Thanks to endless regulations surrounding crash safety and emissions, the modern car is increasingly homogenous. Pedestrian safety regulations mean that a high hood and a flat front end are a must, while environmental requirements dictate a “reverse-teardrop” shape and a big, turbocharged engine to deal with the weight of the other passive safety features, not to mention all of the creature comforts and electronic active safety gadgets that are considered mandatory by many consumers.
Unless you’re Citroen. Then you create the Cactus.
What more would you expect from the company that brought you the DS, the SM, the XM and of course, the 2CV? It looks like a supervillain-designed lunar rover from the outside and a cross between Enterprise spaceship and the iconic 2CV from the inside.
It would almost be sinister looking if not for the Airbump panels, which gave the car its name. They’re basically the vehicular equivalent of bubble wrap. The soft plastic with air underneath protects the bodywork from parking-lot dings, which is brilliant. They are a bit like the spikes on a Cactus, designed to protect the rest of the exterior in the same way that the prickly stuff protects the fruit of the plant from being eaten by predators.

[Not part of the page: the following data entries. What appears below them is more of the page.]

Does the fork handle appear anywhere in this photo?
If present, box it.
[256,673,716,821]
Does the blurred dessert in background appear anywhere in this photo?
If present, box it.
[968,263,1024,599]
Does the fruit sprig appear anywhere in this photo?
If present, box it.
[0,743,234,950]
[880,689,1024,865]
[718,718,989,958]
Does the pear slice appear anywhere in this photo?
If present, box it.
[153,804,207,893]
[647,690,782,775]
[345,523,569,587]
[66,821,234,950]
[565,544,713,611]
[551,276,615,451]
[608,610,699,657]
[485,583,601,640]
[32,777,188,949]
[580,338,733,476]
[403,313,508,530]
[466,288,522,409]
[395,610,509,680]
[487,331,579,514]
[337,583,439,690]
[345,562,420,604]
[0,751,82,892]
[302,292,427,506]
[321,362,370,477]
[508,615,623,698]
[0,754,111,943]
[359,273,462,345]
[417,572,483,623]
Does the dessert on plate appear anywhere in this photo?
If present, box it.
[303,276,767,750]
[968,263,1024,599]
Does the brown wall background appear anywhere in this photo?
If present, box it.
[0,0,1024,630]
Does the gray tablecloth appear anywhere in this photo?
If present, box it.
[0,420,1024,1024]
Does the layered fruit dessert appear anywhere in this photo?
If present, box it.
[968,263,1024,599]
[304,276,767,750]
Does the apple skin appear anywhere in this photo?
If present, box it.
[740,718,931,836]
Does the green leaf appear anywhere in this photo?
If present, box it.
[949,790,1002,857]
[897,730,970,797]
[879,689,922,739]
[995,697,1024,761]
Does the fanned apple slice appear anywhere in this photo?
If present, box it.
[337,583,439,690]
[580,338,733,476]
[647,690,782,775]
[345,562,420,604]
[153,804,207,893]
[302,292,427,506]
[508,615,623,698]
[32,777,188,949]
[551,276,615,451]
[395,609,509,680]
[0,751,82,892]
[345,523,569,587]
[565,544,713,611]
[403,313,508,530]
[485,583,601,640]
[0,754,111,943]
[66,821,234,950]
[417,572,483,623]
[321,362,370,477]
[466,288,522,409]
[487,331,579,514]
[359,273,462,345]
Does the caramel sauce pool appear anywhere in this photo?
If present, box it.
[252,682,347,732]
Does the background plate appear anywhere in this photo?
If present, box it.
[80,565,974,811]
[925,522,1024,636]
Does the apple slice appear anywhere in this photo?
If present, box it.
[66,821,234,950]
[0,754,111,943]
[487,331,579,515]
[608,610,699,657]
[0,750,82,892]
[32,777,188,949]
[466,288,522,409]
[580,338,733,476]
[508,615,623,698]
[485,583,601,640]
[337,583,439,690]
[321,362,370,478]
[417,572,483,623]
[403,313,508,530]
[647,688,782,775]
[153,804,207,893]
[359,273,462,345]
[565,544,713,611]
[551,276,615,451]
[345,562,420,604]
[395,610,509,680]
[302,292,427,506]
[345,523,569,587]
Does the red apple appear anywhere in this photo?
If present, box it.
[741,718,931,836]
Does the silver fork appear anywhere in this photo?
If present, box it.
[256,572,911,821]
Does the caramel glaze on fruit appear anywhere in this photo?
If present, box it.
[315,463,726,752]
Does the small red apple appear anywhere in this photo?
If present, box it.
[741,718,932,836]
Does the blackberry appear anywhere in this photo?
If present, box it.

And the interior isn’t too shabby, either. Citroën dispensed with traditional instrument panel and controls on the dashboard and center panel. They have been replaced by a display in front of the driver and touchscreen in the middle. The main display replaces the instrument panel with digital graphics straight out of a 1980s sci-fi flick. It probably looks exactly like something 1980s designers would use, if they could. It looks kind of like 1988 Oldsmobile without the technology constraints.
The touchscreen in the middle is far more conventional affair. It’s basically the same one you can also find in a Peugeot 308 and many other PSA models. It’s quite good, with nice graphics and fairly quick reactions, but I don’t really like the fact that it replaces almost everything else that normal car places on the central panel. Like HVAC controls or basic radio controls. And there is no way to split the screen for several functions. If you’re in radio menu and suddenly want to change the temperature or direction of the ventilation, you have to go to the HVAC main screen, do the changes, return to the main Media screen, and go back through everything. Not exactly convenient, let me tell you.